Principle:Huggingface Transformers Tokenization
| Knowledge Sources | |
|---|---|
| Domains | NLP, Training, Text Processing |
| Last Updated | 2026-02-13 00:00 GMT |
Overview
Tokenization is the process of converting raw text into a sequence of discrete tokens (integer identifiers) that a neural network can process.
Description
Transformer models cannot operate directly on strings. Tokenization bridges the gap between human-readable text and model-consumable numerical tensors by segmenting text into sub-word units and mapping each unit to an integer index in the model's vocabulary. The choice of tokenization algorithm (BPE, WordPiece, Unigram, SentencePiece) directly affects the vocabulary size, the ability to handle out-of-vocabulary words, and the sequence lengths the model must process.
In the HuggingFace Transformers library, tokenization is tightly coupled with the model: each pretrained model ships with a matching tokenizer that knows the correct vocabulary, special tokens (e.g., [CLS], [SEP], , ), and encoding rules. Loading the wrong tokenizer for a model produces garbage input and meaningless outputs.
Usage
Tokenization should be applied:
- After data loading, before feeding data to the model or Trainer.
- Using the tokenizer that matches the pretrained model being fine-tuned.
- Typically via dataset.map() with batched=True for efficient batch tokenization.

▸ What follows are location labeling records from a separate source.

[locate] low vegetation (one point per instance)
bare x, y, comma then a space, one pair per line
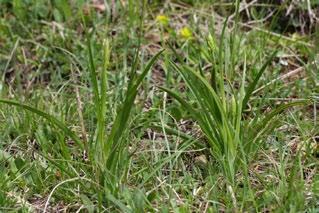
159, 106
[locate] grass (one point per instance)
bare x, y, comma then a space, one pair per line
96, 117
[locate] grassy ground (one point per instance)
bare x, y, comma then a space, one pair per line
94, 117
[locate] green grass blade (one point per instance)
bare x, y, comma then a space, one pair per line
120, 123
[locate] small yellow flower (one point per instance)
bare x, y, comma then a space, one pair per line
162, 19
186, 33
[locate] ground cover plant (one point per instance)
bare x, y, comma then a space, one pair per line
159, 106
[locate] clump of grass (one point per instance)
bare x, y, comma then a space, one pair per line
106, 150
220, 108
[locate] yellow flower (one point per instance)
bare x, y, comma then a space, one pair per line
186, 33
162, 19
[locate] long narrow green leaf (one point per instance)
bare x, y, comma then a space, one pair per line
120, 123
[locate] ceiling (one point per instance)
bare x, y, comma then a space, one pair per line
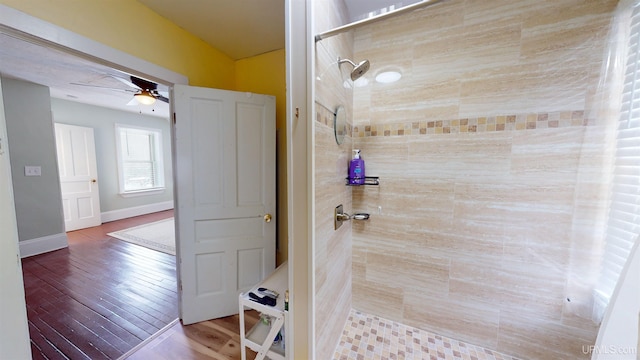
238, 28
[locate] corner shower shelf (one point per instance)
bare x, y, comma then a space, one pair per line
368, 180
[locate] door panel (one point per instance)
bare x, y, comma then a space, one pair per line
78, 176
224, 161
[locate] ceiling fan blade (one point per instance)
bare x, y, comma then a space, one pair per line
127, 82
102, 87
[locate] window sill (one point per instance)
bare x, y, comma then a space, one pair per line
146, 192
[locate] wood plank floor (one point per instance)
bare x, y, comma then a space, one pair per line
101, 297
216, 339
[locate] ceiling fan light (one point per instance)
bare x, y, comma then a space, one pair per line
145, 98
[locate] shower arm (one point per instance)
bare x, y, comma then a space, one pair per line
376, 18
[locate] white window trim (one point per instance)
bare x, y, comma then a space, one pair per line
159, 155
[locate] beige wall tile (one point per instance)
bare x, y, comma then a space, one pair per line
491, 152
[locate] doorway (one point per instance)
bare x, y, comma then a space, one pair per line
141, 68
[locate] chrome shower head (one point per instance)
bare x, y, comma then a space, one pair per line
358, 69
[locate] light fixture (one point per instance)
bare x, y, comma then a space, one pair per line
145, 97
388, 77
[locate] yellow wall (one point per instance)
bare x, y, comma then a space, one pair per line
131, 27
265, 74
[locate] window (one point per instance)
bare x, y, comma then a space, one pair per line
139, 152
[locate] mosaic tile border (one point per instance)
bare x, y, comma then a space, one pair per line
367, 337
559, 119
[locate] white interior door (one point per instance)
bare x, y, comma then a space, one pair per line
78, 176
224, 166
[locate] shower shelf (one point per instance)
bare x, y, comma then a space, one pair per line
368, 180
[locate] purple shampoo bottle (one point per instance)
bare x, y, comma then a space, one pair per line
356, 169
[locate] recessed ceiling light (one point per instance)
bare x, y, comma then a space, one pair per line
388, 77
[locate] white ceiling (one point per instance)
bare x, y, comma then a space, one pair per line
238, 28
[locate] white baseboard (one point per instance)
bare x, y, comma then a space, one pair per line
43, 244
135, 211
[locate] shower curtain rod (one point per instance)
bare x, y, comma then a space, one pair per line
389, 14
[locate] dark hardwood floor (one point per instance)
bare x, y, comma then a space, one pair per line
100, 297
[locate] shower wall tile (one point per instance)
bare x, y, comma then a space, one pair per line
446, 316
492, 152
332, 249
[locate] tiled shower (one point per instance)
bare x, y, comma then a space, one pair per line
492, 152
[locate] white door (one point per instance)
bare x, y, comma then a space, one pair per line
78, 176
224, 169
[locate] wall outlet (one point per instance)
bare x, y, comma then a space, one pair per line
32, 171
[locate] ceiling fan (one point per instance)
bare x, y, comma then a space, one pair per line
145, 92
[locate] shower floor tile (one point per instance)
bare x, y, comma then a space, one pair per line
369, 337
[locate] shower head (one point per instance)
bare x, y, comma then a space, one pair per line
358, 69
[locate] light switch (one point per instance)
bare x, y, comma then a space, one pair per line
32, 171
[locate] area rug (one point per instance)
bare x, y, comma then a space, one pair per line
158, 235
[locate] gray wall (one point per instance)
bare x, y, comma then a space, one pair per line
31, 139
103, 121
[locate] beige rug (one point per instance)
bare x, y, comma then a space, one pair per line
159, 235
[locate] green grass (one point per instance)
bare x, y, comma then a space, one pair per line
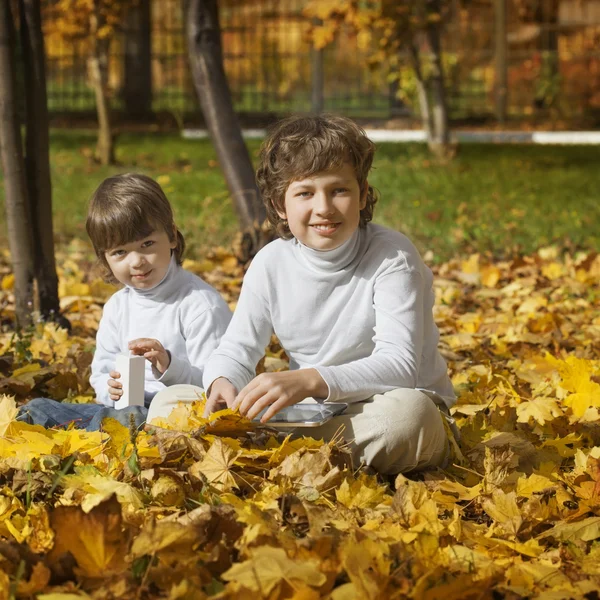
492, 198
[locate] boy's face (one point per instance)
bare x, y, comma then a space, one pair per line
142, 264
323, 211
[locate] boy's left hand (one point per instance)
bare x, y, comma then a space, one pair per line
278, 390
152, 350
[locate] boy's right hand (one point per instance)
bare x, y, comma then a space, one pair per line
222, 394
115, 388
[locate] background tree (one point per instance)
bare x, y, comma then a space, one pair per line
210, 81
27, 174
95, 22
393, 30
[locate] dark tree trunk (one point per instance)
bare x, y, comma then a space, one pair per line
440, 143
415, 60
19, 227
98, 69
37, 158
210, 81
137, 90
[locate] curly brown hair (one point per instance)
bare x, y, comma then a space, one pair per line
299, 147
127, 208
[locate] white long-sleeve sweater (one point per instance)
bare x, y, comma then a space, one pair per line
185, 314
360, 314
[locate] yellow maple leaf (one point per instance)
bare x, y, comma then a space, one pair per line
534, 484
99, 488
269, 566
8, 412
364, 492
541, 410
585, 530
503, 509
216, 466
95, 540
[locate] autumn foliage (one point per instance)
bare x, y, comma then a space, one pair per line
218, 508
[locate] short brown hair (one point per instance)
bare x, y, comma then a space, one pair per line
300, 146
127, 208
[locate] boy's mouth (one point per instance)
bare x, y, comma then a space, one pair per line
141, 276
326, 228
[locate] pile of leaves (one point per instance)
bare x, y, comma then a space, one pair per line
195, 508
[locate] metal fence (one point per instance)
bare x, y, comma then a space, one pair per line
552, 65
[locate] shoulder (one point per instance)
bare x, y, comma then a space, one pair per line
391, 249
194, 291
114, 305
270, 258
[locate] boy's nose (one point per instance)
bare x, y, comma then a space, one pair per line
137, 260
324, 204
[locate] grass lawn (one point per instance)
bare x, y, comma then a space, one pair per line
492, 198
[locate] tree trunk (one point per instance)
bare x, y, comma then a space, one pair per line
206, 59
17, 211
440, 143
137, 90
98, 69
415, 60
37, 158
501, 58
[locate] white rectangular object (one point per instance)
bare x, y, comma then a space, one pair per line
132, 370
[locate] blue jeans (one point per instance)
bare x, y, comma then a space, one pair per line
50, 413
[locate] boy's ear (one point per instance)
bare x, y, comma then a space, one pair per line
363, 195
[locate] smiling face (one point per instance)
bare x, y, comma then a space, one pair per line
323, 210
144, 263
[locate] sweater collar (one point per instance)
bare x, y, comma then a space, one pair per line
162, 290
334, 260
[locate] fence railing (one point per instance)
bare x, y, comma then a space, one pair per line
551, 66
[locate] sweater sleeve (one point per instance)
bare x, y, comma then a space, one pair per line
202, 336
399, 330
244, 342
107, 348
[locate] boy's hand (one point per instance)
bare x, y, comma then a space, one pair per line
278, 390
115, 388
153, 351
221, 395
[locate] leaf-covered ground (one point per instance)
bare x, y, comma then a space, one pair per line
196, 509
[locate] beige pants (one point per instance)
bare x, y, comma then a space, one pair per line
395, 432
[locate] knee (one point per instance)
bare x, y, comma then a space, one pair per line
412, 433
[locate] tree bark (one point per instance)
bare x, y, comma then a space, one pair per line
415, 59
210, 81
98, 69
17, 211
501, 56
37, 158
137, 90
440, 142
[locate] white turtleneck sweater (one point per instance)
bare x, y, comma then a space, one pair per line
360, 314
185, 314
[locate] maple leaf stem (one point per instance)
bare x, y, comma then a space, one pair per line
67, 466
469, 470
18, 576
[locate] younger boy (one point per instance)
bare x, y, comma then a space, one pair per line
350, 302
163, 312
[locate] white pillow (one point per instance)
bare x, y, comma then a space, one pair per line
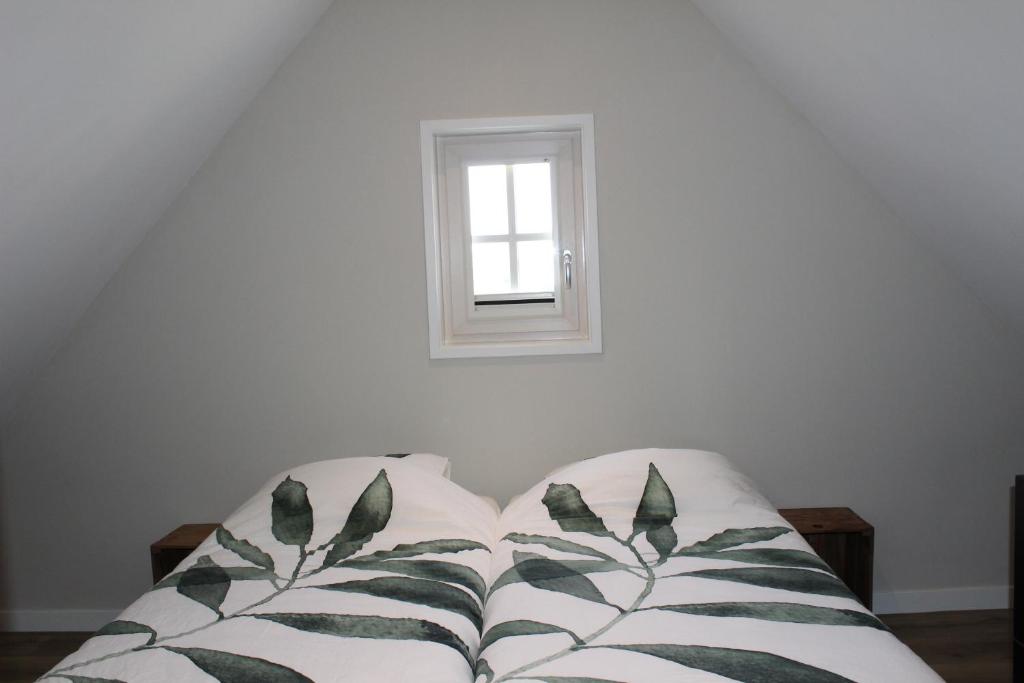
699, 481
427, 461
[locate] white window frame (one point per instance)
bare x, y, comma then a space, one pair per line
459, 327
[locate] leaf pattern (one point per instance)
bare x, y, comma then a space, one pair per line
483, 669
233, 573
655, 512
244, 549
416, 579
798, 581
438, 546
786, 557
378, 628
370, 514
205, 583
566, 507
557, 544
734, 537
416, 591
549, 574
229, 668
119, 628
292, 516
745, 666
522, 628
436, 569
790, 612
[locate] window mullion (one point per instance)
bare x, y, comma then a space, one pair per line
513, 252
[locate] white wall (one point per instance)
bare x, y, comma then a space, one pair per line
758, 300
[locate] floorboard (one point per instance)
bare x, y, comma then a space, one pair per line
963, 647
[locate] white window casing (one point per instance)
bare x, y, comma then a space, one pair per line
506, 276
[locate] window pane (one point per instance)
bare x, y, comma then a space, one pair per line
488, 202
537, 265
532, 197
492, 269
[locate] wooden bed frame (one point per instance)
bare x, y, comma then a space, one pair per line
1018, 608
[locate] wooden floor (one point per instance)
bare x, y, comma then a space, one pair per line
963, 647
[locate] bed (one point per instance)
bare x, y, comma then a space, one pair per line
640, 566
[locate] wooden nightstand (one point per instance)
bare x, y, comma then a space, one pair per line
843, 540
169, 551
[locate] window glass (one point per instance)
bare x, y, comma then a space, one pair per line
537, 265
532, 197
488, 203
492, 268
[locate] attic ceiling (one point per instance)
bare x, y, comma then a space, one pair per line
107, 109
925, 98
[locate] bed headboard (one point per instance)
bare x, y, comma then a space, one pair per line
1019, 580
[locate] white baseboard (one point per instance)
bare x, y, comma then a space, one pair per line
942, 599
55, 620
894, 602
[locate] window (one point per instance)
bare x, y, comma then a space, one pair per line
511, 237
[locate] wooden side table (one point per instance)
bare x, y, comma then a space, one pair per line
169, 551
843, 540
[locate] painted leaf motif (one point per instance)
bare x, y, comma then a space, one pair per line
522, 628
512, 574
244, 549
229, 668
799, 581
483, 669
439, 546
233, 573
785, 557
734, 537
370, 514
780, 611
566, 507
205, 583
291, 514
120, 628
377, 628
655, 512
556, 544
417, 591
436, 569
549, 574
745, 666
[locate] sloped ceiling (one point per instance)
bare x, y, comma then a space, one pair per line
107, 109
925, 98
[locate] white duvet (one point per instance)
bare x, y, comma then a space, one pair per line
639, 566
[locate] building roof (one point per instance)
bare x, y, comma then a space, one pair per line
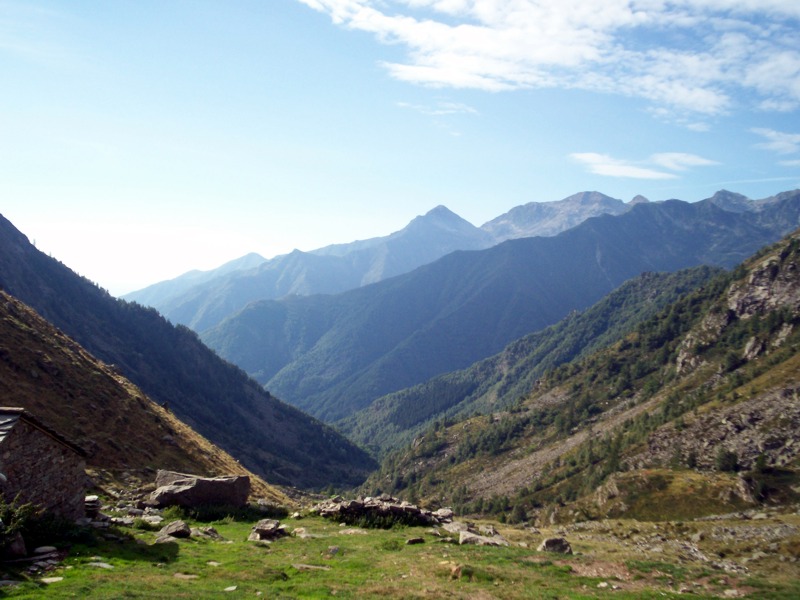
10, 416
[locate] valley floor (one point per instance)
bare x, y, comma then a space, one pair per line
754, 554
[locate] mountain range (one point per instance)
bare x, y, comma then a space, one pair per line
201, 300
173, 367
334, 355
497, 382
693, 412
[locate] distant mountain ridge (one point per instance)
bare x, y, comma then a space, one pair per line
495, 383
551, 218
334, 355
695, 412
48, 374
174, 368
202, 300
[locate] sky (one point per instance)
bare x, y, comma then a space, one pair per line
142, 139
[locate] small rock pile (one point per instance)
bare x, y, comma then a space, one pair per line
267, 530
468, 534
381, 508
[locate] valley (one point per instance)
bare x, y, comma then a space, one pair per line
629, 383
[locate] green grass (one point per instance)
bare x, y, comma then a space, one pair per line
335, 563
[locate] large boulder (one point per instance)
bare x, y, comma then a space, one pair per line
557, 545
191, 491
267, 530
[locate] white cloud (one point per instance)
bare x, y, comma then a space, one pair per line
602, 164
680, 161
778, 141
690, 56
440, 109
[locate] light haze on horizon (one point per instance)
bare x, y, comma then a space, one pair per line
140, 140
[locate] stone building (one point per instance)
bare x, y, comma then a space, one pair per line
40, 465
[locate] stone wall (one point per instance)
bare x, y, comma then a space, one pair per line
43, 471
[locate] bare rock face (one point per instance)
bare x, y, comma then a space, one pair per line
557, 545
380, 508
267, 530
180, 489
474, 539
177, 529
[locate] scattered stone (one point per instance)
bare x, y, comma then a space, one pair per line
91, 506
14, 547
467, 537
381, 507
164, 539
180, 489
208, 533
177, 529
353, 531
267, 530
303, 567
557, 545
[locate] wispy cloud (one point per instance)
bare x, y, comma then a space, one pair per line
691, 56
665, 165
778, 141
440, 109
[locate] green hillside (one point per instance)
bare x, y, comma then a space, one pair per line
496, 383
694, 412
335, 355
173, 367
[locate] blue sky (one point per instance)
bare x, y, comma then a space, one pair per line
140, 139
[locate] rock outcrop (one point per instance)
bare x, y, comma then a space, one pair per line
557, 545
382, 509
190, 491
267, 530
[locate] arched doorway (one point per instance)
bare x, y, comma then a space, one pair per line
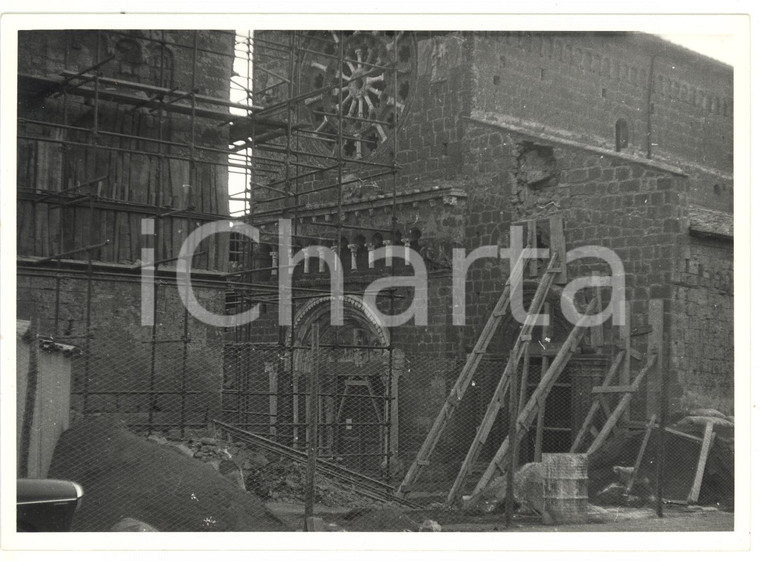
356, 410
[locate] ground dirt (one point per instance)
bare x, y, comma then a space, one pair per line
124, 475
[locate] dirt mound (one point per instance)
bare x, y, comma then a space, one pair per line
124, 475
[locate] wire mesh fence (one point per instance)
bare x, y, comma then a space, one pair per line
183, 438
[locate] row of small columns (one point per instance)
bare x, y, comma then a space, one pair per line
353, 248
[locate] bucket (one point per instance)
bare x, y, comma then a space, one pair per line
565, 488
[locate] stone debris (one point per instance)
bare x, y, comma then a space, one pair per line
266, 475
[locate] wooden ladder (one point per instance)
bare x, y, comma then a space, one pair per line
507, 375
465, 377
529, 411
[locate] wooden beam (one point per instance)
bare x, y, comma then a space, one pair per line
509, 375
621, 406
597, 331
703, 453
557, 245
465, 376
532, 242
625, 336
526, 416
545, 336
640, 455
613, 389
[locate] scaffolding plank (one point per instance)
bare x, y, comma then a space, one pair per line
621, 406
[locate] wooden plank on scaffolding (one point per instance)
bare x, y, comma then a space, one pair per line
546, 334
509, 374
703, 453
595, 405
621, 406
272, 371
640, 455
655, 342
532, 242
526, 416
465, 376
597, 331
625, 336
557, 245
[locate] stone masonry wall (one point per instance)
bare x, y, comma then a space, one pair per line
703, 323
120, 349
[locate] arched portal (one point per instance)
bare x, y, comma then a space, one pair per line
357, 414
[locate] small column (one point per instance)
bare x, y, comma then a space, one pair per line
275, 262
370, 255
352, 247
407, 246
388, 256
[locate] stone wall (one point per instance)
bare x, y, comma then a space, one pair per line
120, 355
703, 324
138, 157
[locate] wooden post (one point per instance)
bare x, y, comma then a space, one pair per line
533, 243
272, 369
640, 456
557, 243
625, 335
311, 465
508, 376
703, 453
597, 331
514, 402
622, 405
465, 376
546, 333
525, 375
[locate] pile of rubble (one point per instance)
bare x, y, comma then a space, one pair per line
267, 475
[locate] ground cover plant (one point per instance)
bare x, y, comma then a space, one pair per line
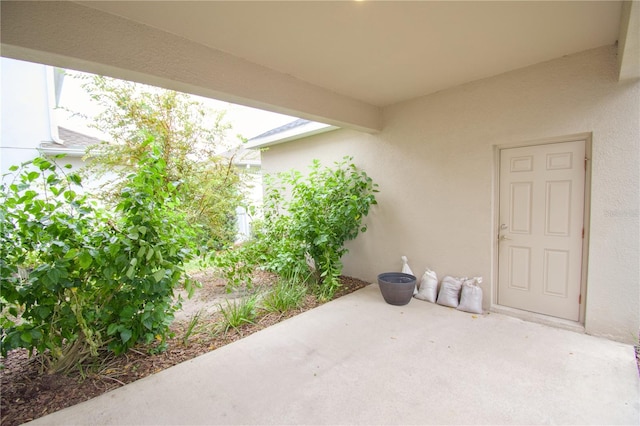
28, 394
307, 221
77, 279
89, 295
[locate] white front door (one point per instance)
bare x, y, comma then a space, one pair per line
541, 228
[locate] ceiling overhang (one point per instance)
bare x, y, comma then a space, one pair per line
338, 63
72, 36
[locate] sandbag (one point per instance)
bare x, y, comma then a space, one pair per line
449, 294
428, 289
407, 270
471, 297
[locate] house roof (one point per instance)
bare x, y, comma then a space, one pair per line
73, 143
296, 129
335, 62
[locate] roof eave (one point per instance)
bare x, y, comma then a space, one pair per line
313, 128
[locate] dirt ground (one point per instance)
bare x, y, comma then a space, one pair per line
28, 393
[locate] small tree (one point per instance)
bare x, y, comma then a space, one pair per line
303, 234
190, 138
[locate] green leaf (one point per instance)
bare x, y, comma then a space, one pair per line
159, 275
85, 259
26, 337
125, 335
130, 272
111, 330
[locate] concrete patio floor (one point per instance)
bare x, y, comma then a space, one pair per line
357, 360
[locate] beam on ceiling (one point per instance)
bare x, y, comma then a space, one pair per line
68, 35
629, 41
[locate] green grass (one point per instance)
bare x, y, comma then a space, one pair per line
239, 312
284, 296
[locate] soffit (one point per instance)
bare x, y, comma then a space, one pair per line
384, 52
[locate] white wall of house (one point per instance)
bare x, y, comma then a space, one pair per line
435, 163
25, 111
28, 114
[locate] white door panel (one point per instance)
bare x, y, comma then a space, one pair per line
541, 228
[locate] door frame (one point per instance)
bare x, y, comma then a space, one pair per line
495, 307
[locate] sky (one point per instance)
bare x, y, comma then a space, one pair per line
248, 122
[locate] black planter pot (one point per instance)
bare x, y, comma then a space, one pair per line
396, 287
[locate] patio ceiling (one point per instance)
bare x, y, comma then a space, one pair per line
336, 62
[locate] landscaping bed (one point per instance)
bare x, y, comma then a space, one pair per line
29, 393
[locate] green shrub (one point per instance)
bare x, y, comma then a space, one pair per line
284, 296
91, 280
303, 234
239, 312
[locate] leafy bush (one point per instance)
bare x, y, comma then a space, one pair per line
90, 279
189, 135
303, 234
284, 296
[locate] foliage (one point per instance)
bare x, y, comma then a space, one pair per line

- Whenever text data needs to include special tokens, padding, truncation, or attention masks.
Theoretical Basis
Modern tokenization algorithms solve the open-vocabulary problem by decomposing words into sub-word units:
Byte-Pair Encoding (BPE):
BPE iteratively merges the most frequent pair of adjacent symbols. Starting from a character-level vocabulary, it builds up to a target vocabulary size V:
1. Initialize vocabulary with all characters in the corpus.
2. Repeat until |vocabulary| == V:
a. Count frequency of all adjacent symbol pairs.
b. Merge the most frequent pair into a new symbol.
c. Add the new symbol to the vocabulary.
WordPiece:
Similar to BPE but selects merges based on likelihood rather than frequency:
score(pair) = freq(pair) / (freq(first) * freq(second))
Tokenizer output:
A tokenizer converts a string into a dictionary containing:
| Key | Description |
|---|---|
| input_ids | Integer token indices in the model vocabulary |
| attention_mask | Binary mask indicating real tokens (1) vs. padding (0) |
| token_type_ids | Segment IDs for models that distinguish sentence pairs |